Adeyemi compared the reform process to “flying a plane while attempting to fix the engine”, saying Nigeria needed to “aviate, navigate and communicate” as it addressed its economic challenges.

He said the reforms would only be sustainable if a large proportion of the population participated in and benefited from them.

“Shared prosperity is what helps to make reforms sustainable. Reforms are stronger and more resilient when a large proportion of the population participates in and benefits from them,” he said.

Adeyemi said achieving shared prosperity would require a collaborative effort involving government, the private sector, citizens and civil society.

He urged the government to accelerate the implementation of high-impact reforms, particularly in power, tax and trade, while reducing bottlenecks among ministries, departments and agencies.

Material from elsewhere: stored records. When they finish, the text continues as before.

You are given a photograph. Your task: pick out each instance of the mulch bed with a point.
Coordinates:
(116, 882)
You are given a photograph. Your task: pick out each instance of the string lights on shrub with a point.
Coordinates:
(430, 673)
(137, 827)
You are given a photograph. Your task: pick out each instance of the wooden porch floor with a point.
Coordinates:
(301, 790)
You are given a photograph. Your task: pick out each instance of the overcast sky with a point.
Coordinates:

He also called for stronger coordination among the federal, state and local governments and better prioritisation of scarce public resources towards areas capable of delivering the greatest impact.

Adeyemi further urged the government to strengthen accountability by regularly publishing measurable indicators and targets that would allow Nigerians to track progress on shared prosperity.

“This is not something that can be left to the government alone. It is something in which all stakeholders, public, private sector and civil society, have got to get involved,” he said.